# Homebuild table saw



## lotsasteam (Jan 3, 2008)




----------



## OldNoob (Apr 30, 2016)

Nice simple hobby saw. i like the idea. less cost than a Proxxon for sure.


----------



## Treeman (Jan 6, 2008)

Just pull all of the items needed from your parts bins.


----------



## steamermeister (Feb 20, 2013)

There's a lot of these make-it-yourself tool videos out there. I feel like for the time and money you put in vs the quality of tool you end up with Harbor Freight is probably a better option. That is, unless your ambition is in fact to built your own mini table saw and not just save money on owning one.


----------



## Kovacjr (Jan 2, 2008)

Yes it will cut wood, but not at any accuracy for modeling really. Tons if crazy DIY stuff, but for the most part its a exercise of building something that is the same of a commercial product but rarely the quality.
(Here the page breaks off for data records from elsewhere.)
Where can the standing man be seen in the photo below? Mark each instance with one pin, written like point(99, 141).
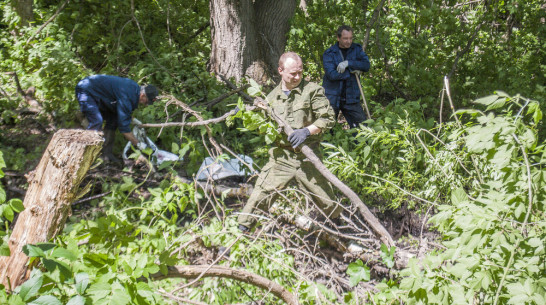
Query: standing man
point(112, 99)
point(340, 62)
point(305, 108)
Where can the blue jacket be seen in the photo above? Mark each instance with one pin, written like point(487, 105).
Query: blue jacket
point(333, 81)
point(114, 95)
Years ago I built a tablesaw from 3/8" alum jig plate a true miter slot/guide but it was a fixed height blade. 4" blades. It worked. it was smooth running for the most part, the motor was not great. But it was dead on parallel to the slot and gave perfect cross cuts. In the end I sold it for 125.00. Not even close to the time put in or material. Went and bought a Byrnes saw and never looked back.

I do know in the archives IF they go back that far would be some photos of it and the machining.


----------